Funny story about her, we got her because Collin really wanted her and wanted a big dog and was hell bent on have a shepherd. I just went along with it and was like ok, hopefully she won't eat my baby Rex. We rescued her from people who didn't love her. We have her shelter, food and love. And wouldn't you know, she became my dog! She was mine and we laugh about it to this day. I was the one who showed her what real love was when there wasn't anyone around.

She has been laid to rest and is now rest in the living room watching over us and protecting us. Collin swears he heard someone creepy around the other night at 2:30am but I really think it was niki wondering around making sure we were ok and protecting us. I know that sounds crazy but I really think she is. I do find comfort knowing she is at home with me now and knowing that one day we will all meet again at the rainbow bridge. I hope she is healthy and running free and making new friends in heaven.

Here's to you Niki, the best dog that has ever entered our lives! We love and miss you and will never forget you miss beautiful!

Tuesday, January 25, 2011

Just happenings...

So I don't get alot of things going on right now. Maybe I'm not suppose to. Maybe it is my time to sit back, shut up and just lay low and that is what I'm doing now.

Seems there are some hawk eyes watching my facebook these days. If people actually believe anything on there is true for one minute, then you need to check yourself before you wreck yourself. So I've started cleaning house on facebook, really setting privacy settings and deleting those hawk eyes that are bothering me so much. I do facebook for fun and once the fun is taken out of it, well I'm done with it.

I'm trying to get back to the fun things in life. Trying out new fitness classes. Trying to get back in better shape and just lose some pounds. As much as it is killing me, it is good for me.

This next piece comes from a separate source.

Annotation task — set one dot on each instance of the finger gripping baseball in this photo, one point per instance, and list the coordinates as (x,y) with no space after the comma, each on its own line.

Ok, here is to hoping and praying that other things in my life start improving and things start moving in a more positive direction.

Tuesday, January 4, 2011

No desire...at least right now

I just have no desire to do a triathlon. Over the last month I've said I would enter Galveston Half Ironman and as the new year rolls around and I have to face getting on the bike and doing spin class in the evenings, I'm really not liking it all that much.

I kinda feel that I'm almost done with triathlons. I want to ride my bike, but I want to do it outdoors and the weather right now is not allowing me to do that.

If I do a tri, I just want to to keep it short and simple. I want to have something to train for but nothing long.

I really enjoy my life right now of going home and doing P90x or running a few miles in the hood and that is about it.

Monday, January 3, 2011

Lets see what 2011 will bring.....

Wow...2010 was a was a great year. Of course, just like everything else it had its ups and downs, but overall it was a great year. Collin and I made new friends, caught up with old friends, found out that we love "camping" on the Frio and that I don't have to train for a triathlon or be a part of a group do exercise all the time.

So now that 2011 has started I'm going to see if I can better a few things in my life. I need to eat better a few times a week. I'm always complaining about my weight...well I need to drink less vodka and eat less burgers and fries and eat more fruits and veggies. This mean that Collin and I will have to cook more at home. But I'm going to make an attempt at this a few times a week and on the weekends.

Encourage Collin more to workout. He complains just like I do about weight, being out of shape and whatever else, so I'm going to start encouraging him to workout out with me. Doing the workouts together will also help both of us.

I've already signed up for a few events just so I will somewhat train. I'm doing the Tough Mudder on January 29th. 10 miles, 16 obstacles, I think I can manage this. On February 20th I'm doing a half marathon. Even if I have to walk part of it, I'm doing it. It is about having fun and doing my first half marathon that isn't tied to a swim and a bike before hand. On April 10th I'm saying I'm doing Herman Memorial Half Ironman. I haven't signed up, don't know why maybe I'm trying to fight that inner demon that says why do this when you don't have to and fighting the other one saying go ahead you will already be trained for the running portion.

I'm hoping we will get to make it to San Francisco in May for Bay to Breakers. With the way gas prices and airline tickets are going up, who knows if we will be able to.

For now, these are just some of the things that I have in mind for 2011. I'm not making them a resolution, goals, or whatever they are suppose to be, but something I'm just hoping I can do and if not, well I did my best and I have to forget the rest.